Incasso senza innervosirmi. Fa comunque male, sia chiaro, ma ora non possiamo confrontare i due torti e decidere se sia peggiore l'ingiustizia o l'abnegazione. Sacrifica di più chi viene condannato dal male o chi è costretto a dividerlo a metà? Non voglio chiederlo.
«Lo so che é adesso sembra tutto nero...»
«Camila, finiscila.» Con la stessa occhiata con cui taglia l'aria taglia anche la conversazione. Non parlare. Le parole sono proibite, per me. Questa casa diverrà la dimora del silenzio, la tomba del suono. Non sei contenta, mia cara? Nessuno urlerà più quando litigheremo. Mi odiavi per la mia irascibilità, ora dovrai amarmi alla follia, cara.
«Lauren, non credo che chiuderti in te stessa e non affrontare il...»
«Tu non sai niente.» Sputa quella sentenza come avesse appena ingerito un seme marcio. La nostra mela avariata. Eva ha colto qui il simbolo del peccato mortale. Il nostro giardino dell'Eden, un inferno irriconoscibile.
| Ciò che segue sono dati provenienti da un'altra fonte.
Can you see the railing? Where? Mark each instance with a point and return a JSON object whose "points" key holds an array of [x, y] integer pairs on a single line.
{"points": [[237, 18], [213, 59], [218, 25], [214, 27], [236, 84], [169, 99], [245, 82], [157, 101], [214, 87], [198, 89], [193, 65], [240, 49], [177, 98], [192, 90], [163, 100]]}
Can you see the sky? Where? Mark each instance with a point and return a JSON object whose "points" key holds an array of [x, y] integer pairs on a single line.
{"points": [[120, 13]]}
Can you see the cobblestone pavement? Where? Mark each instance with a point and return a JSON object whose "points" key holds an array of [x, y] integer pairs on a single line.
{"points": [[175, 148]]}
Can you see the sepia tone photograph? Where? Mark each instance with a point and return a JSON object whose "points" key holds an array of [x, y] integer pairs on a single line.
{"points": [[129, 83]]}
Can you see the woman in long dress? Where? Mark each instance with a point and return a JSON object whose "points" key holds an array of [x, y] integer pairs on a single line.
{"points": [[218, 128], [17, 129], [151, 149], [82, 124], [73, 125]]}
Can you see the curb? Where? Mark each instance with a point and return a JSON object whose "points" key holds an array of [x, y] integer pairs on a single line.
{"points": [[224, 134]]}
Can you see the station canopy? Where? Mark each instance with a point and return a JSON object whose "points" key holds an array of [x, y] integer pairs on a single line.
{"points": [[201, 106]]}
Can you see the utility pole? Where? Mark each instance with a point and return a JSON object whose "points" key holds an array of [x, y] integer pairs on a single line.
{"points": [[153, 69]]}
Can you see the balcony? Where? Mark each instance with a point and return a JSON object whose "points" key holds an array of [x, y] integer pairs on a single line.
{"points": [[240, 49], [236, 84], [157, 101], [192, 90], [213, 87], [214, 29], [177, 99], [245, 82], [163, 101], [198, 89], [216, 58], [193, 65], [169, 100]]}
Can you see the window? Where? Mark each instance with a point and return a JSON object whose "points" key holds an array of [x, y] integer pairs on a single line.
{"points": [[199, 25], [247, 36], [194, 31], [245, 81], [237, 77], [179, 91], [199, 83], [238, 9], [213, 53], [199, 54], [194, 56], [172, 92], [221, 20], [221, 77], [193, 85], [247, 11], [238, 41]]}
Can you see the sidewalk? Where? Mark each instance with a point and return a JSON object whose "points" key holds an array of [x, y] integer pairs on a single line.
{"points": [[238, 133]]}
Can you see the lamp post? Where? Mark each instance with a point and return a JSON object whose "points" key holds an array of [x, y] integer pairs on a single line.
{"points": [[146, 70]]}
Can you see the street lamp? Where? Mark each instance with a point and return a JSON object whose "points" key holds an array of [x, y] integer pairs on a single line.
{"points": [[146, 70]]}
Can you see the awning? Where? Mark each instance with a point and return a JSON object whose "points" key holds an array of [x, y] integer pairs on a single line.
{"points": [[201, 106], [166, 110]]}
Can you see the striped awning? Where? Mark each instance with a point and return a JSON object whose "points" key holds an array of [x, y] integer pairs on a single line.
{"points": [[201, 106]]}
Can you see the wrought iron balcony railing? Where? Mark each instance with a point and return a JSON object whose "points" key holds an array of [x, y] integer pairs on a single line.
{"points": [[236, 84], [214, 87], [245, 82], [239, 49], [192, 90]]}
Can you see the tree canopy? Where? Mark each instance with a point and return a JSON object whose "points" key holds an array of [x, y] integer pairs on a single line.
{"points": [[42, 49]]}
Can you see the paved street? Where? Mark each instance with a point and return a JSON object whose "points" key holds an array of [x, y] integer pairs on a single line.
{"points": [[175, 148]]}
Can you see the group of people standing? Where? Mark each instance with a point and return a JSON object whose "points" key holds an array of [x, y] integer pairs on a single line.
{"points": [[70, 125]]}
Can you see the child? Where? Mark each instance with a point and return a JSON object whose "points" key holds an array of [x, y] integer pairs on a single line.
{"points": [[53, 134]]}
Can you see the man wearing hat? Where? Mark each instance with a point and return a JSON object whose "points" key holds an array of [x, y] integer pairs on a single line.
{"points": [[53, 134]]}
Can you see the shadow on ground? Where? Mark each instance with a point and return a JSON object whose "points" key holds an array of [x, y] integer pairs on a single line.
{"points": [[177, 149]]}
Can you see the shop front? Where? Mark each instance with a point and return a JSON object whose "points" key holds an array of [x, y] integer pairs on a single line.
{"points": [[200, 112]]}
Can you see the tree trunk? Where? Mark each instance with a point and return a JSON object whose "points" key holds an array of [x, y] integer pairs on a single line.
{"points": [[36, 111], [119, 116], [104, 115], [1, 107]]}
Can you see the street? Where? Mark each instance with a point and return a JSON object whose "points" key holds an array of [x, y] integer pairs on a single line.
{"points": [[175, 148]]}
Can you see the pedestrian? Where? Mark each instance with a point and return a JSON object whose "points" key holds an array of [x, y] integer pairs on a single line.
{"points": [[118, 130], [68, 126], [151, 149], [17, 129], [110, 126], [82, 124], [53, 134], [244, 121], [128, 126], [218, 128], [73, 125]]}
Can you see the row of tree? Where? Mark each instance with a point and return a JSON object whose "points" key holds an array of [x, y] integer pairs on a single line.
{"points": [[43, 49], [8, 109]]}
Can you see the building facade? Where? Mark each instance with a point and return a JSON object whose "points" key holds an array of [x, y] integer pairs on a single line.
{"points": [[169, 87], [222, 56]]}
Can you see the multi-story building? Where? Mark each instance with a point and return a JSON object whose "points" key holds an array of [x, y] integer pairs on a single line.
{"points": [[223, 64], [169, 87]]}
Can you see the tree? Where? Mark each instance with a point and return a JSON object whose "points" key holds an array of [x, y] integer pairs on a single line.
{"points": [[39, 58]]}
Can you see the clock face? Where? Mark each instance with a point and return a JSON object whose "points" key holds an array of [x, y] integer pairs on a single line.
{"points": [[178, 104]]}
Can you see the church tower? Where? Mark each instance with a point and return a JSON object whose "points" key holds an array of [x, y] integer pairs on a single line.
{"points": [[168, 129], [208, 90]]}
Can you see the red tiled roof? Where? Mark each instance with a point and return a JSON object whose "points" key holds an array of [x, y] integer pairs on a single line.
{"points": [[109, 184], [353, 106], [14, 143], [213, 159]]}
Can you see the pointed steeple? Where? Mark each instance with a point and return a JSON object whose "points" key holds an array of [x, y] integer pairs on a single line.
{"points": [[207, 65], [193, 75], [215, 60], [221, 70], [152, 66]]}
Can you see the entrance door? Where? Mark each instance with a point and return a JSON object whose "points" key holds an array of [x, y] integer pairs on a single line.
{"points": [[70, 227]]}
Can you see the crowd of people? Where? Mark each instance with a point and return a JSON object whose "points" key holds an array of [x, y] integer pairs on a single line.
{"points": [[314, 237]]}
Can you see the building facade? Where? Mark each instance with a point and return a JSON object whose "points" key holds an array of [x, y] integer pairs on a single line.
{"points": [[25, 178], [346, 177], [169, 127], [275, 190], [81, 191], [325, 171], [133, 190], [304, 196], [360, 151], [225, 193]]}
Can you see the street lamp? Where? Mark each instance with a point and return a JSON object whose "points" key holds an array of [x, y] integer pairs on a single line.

«É vero, ma puoi sempre spiegarmelo.» Poggio una mano sulla sua. La scosta di scatto. Il serpente l'ha morsa, l'ha colta in flagrante a rubare ciò che lui stesso serviva e ha fatto quello che sa fare meglio: tradire.
«No, non posso, perché a breve non parlerò più.» Sardonica mi osserva, sardonico il suo dolore.
«Questo non lo sappiamo.»
«E allora?!» Esplode facendomi trasalire. «Comunque non canterò più! É finita, chiuso! Chi sono senza canto!? Cosa mi rimane senza musica?!»
«Io. Ti rimango io.»
«Non é abbastanza!» É l'ultima cosa che urla prima che le corde vocali le ricordino di non potersi sforzare più di così. Almeno nessuna delle due la dimenticherà mai.
I miei occhi non hanno il coraggio di incrociare i suoi. Non é abbastanza. Mia madre lo dice sempre quando non impasto abbastanza velocemente il suo dolce. La mia maestra bollava come abbastanza sufficiente i miei compiti di matematica. Abbastanza latte nel caffè, abbastanza attività fisica per oggi, abbastanza biscotti per tutti... Una semplice parola mi tormenterà da oggi in poi. Qualsiasi abbastanza mi riporterà qui. E ricorderò di esserlo stato pure io, abbastanza.
«Scusami.» Si porta una mano sul viso. Vorrebbe piangere, ma se iniziasse adesso non finirebbe più e conserva ancora troppa rabbia per piangere. Il mare in cui affogherà non sarà delle sue lacrime, ma sarà altrettanto salato.
Non dico niente. Mi detesto per non riuscire a perdonarla, ma non mi impongo. Il resto della giornata trascorre in un silenzio religioso: da oggi in poi in questa chiesa ogni parola sarà opera del diavolo. Il pomeriggio é un soffio su ogni candela. Tutti ceri consumati, fiammelle sprecate. Prometeo ha rubato il fuoco agli Dei per l'umanità e noi ci sigilliamo le preghiere per un altro Dio: ironico, ma nessuno ride.
Alla fine della giornata, Lauren é già sotto le lenzuola. Mi stendo nel mio Tartaro personale; toccare ciò che voglio é impossibile. Mi giro dall'altra parte perché sono incline a rinunciare a ciò che non posso avere senza struggermi nella mia condanna. Lauren é sveglia, lo so. Riconosco i suoi silenzi già da molto prima che divenissero la sua unica forma di comunicazione. So auscultare il suo respiro come fossero passi dall'altra parte della porta.
Non so cosa dire. Non vuole sentire niente in ogni caso. So una cosa sola: se ora non faccio niente, tutti i giorni peggiorerà. Inspiro profondamente e spero di non sbagliarmi.
«Lying' on my bed, I hear the clock tick and I think of you...» La Mia voce é un Mormorio impercettibile, ha paura di rompere ciò che ancora non é in pezzi. «If you're lost, you can look, and you will find me... Time after time...»
Non dice niente, ma nemmeno mi interrompe. La mia canzone una ninna nanna nella notte.